Bustillos requested that the car be released immediately while she worked to get the money from a victims assistance fund. She claims that the company hung up on her.
“I was shocked that somebody could hang up on me like that,” Bustillos said.
According to Bustillos, a police officer then attempted to call, but was also hung up on.
Legacy Towing denies ever hanging up, and said in a statement that the operator couldn’t confirm that it really was a police officer calling, saying that no badge number was provided or identification to warrant Bustillos claims.
“(We) received little feedback, and rather aggressive and unprofessional demands,” the statement claimed. “Our representatives receive several calls a week from vehicle owners making false statements,” the statement went on the say.

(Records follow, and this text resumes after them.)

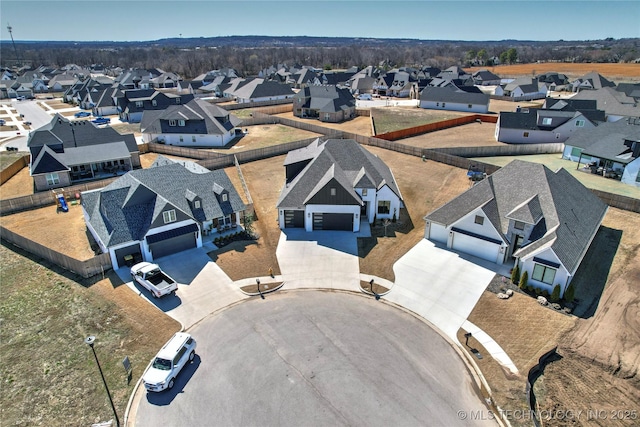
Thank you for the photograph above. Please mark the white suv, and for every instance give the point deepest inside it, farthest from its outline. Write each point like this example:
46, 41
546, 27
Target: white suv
169, 361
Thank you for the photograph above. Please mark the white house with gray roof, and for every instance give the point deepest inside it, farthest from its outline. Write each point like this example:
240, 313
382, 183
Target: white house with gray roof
334, 185
452, 98
162, 210
197, 123
524, 214
612, 149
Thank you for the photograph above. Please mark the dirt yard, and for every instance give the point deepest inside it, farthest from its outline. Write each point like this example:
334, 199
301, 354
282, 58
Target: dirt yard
469, 135
424, 187
621, 72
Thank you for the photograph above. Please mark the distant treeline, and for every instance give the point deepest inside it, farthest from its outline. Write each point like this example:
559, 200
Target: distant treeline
250, 54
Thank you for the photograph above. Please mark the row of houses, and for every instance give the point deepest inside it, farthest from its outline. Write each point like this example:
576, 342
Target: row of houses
524, 214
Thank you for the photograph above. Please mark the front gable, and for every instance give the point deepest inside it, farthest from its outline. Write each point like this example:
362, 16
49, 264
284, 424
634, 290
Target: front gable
478, 223
333, 193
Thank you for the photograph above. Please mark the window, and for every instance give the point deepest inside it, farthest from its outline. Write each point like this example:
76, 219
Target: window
53, 179
384, 207
169, 216
543, 273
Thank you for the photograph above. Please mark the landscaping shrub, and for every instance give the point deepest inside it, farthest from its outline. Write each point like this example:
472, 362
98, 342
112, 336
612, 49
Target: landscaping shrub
524, 279
515, 275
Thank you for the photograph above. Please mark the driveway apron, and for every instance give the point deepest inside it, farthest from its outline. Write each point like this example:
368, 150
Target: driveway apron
439, 285
319, 259
202, 287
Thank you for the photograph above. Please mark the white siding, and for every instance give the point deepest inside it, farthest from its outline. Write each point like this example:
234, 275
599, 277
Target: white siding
562, 275
311, 209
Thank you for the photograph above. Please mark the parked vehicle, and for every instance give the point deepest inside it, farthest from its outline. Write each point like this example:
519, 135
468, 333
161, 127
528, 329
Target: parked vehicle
153, 279
101, 120
169, 361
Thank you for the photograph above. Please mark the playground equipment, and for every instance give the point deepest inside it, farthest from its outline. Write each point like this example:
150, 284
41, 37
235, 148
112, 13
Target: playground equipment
61, 201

“I’m sure they’ve heard every story in the book,” Bustillos said, “but I’m not one of them.”
Two days and many phone calls later, the property manager arranged for the car to be released for free.
The experience has left Bustillos calling for a change in Utah’s laws, which currently allows landlords to set and enforce their own parking rules.
“I think a bunch of us need to get together,” Bustillos said. “Go over to the legislative offices, start making a change.”
“We need to make sure that reason and common sense prevails in this regard,” said Rep. Keven Stratton, R-Orem, who helped add consumer protections into Utah's towing laws in 2013.
"We've talked about whether or not the towing company should be able to enforce the registration of a vehicle," Stratton said.
"I don't think it's fair, especially if it's in my parking spot,” Sanchez said.
Expired plates are normally a government matter, Stratton said, which are currently “being delegated to non-law enforcement folks.”
While agreeing that apartment complexes shouldn’t have to have unsightly junk cars in their lots, Stratton worries about the unintended consequences that can happen when private entities are allowed to enforce registration rules.
“The cost of getting the car out of being impounded can be greater than the cost to fix it and get it registered,” he said.
"I understand they are doing their job, but have a little decency to help people when they don't know what's happening," Sanchez said.
The last major revamping of Utah’s tow truck laws happened a few years ago. Until there’s a change in the law, however, it’s driver beware. And it’s up to renters to know what their parking agreement is with their landlords.